Setting the retail price as a part of marketing would affect customers' cognition regarding products and affect their post-purchase behavior of review writing. To deeply understand the relationships between retail prices and reviews, this paper designs an intelligent data-driven Generate/Test Cycle using a machine learning technique to automatically discover the relationship model from a huge amount of data without a prior hypothesis. From a unique dataset, various free-form relationship models with their own structures and parameters have been discovered. By the comprehensive evaluations of candidate models, a guided map was offered to understand the relationship between dynamic retail prices and the volume/valence of reviews for different types of products. Experimental results show that 37.69% of products in our sample exhibit the following trend: When the price is increased to a certain level, the volume of reviews shifts from a decreasing trend to an increasing trend. Results also demonstrate that a linearly increasing relationship model between prices and the valence of reviews is more suitable for the low-involvement products than for the high-involvement products. In addition to the new findings, this research provides a powerful tool to assist domain experts in building relationship models for decision making in a highly efficient manner.

Introduction

Word-of-mouth (WOM) plays a significant role in influencing consumers' attitudes and purchase decisions [1,2]. The popularity of online retailer websites enables consumers to post reviews on products and services, which act as a good proxy for electronic WOM with a high degree of credibility [3]. A survey conducted by Dimensional showed that an overwhelming 90% of respondents, who recall reading online reviews, claim that positive online reviews influence their buying decisions [4]. A report from Harvard Business Review found that a one-star increase in Yelp rating led to a 5%–9% increase in revenue [5]. These data suggest that consumer reviews have a significant impact on others' purchase decisions and retail companies' revenues.

Marketing tools price is an important decision variable in marketing for a product and can affect customers' cognition, feelings [6], purchase decisions, and post-purchase satisfaction [7]. Previous research also found that the price could affect the consumer reviews [8,9]. The online retailers are able to adjust their prices more frequently and easily compared to physical retail stores.
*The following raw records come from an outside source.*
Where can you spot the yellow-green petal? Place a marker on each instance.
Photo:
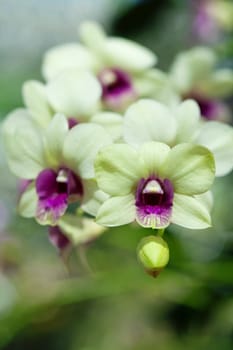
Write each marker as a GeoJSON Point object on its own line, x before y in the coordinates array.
{"type": "Point", "coordinates": [190, 212]}
{"type": "Point", "coordinates": [190, 168]}
{"type": "Point", "coordinates": [118, 169]}
{"type": "Point", "coordinates": [117, 211]}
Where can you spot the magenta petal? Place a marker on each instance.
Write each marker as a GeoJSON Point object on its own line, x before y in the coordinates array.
{"type": "Point", "coordinates": [46, 184]}
{"type": "Point", "coordinates": [117, 87]}
{"type": "Point", "coordinates": [72, 122]}
{"type": "Point", "coordinates": [50, 209]}
{"type": "Point", "coordinates": [154, 200]}
{"type": "Point", "coordinates": [57, 238]}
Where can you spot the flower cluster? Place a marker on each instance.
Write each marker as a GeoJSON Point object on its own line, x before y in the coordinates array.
{"type": "Point", "coordinates": [108, 139]}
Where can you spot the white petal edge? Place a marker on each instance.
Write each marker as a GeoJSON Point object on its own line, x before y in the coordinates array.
{"type": "Point", "coordinates": [148, 120]}
{"type": "Point", "coordinates": [190, 212]}
{"type": "Point", "coordinates": [117, 211]}
{"type": "Point", "coordinates": [81, 145]}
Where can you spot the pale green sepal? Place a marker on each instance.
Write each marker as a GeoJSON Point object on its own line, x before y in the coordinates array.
{"type": "Point", "coordinates": [67, 56]}
{"type": "Point", "coordinates": [190, 168]}
{"type": "Point", "coordinates": [28, 202]}
{"type": "Point", "coordinates": [111, 122]}
{"type": "Point", "coordinates": [81, 145]}
{"type": "Point", "coordinates": [127, 55]}
{"type": "Point", "coordinates": [117, 211]}
{"type": "Point", "coordinates": [74, 93]}
{"type": "Point", "coordinates": [188, 121]}
{"type": "Point", "coordinates": [148, 120]}
{"type": "Point", "coordinates": [80, 230]}
{"type": "Point", "coordinates": [23, 144]}
{"type": "Point", "coordinates": [153, 155]}
{"type": "Point", "coordinates": [93, 197]}
{"type": "Point", "coordinates": [117, 169]}
{"type": "Point", "coordinates": [190, 212]}
{"type": "Point", "coordinates": [218, 138]}
{"type": "Point", "coordinates": [206, 199]}
{"type": "Point", "coordinates": [53, 140]}
{"type": "Point", "coordinates": [35, 99]}
{"type": "Point", "coordinates": [218, 85]}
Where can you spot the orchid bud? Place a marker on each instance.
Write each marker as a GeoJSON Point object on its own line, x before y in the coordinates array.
{"type": "Point", "coordinates": [153, 253]}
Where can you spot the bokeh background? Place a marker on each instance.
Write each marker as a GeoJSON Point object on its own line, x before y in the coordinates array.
{"type": "Point", "coordinates": [106, 301]}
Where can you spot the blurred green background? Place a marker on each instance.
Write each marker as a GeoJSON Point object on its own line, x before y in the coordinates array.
{"type": "Point", "coordinates": [109, 303]}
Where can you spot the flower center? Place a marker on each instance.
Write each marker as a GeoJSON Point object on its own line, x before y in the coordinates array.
{"type": "Point", "coordinates": [117, 87]}
{"type": "Point", "coordinates": [55, 191]}
{"type": "Point", "coordinates": [72, 122]}
{"type": "Point", "coordinates": [154, 200]}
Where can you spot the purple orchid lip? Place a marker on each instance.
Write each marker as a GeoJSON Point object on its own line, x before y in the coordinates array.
{"type": "Point", "coordinates": [55, 191]}
{"type": "Point", "coordinates": [57, 238]}
{"type": "Point", "coordinates": [154, 200]}
{"type": "Point", "coordinates": [205, 26]}
{"type": "Point", "coordinates": [72, 122]}
{"type": "Point", "coordinates": [117, 86]}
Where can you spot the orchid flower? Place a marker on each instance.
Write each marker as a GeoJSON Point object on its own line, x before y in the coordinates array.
{"type": "Point", "coordinates": [155, 185]}
{"type": "Point", "coordinates": [73, 93]}
{"type": "Point", "coordinates": [194, 74]}
{"type": "Point", "coordinates": [58, 163]}
{"type": "Point", "coordinates": [148, 120]}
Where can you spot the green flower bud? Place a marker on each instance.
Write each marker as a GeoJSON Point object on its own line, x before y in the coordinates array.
{"type": "Point", "coordinates": [153, 253]}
A survey estimated that Amazon changes retail prices more than 2.5 million times daily for its millions of products.1

In this vein, a fundamentally important question to ask is as follows: What effects can be observed regarding volume and valence of consumer reviews after increasing or decreasing the retail price for a specific product? In this study, volume measures the total amount of reviews posted on a product and is an important cue for product popularity [10]. Valence (i.e., star rating) captures the positive or negative nature of reviews, which contains evaluation information on product quality. To answer this question, computable models for describing relationships between prices and volume/valence of reviews should be built.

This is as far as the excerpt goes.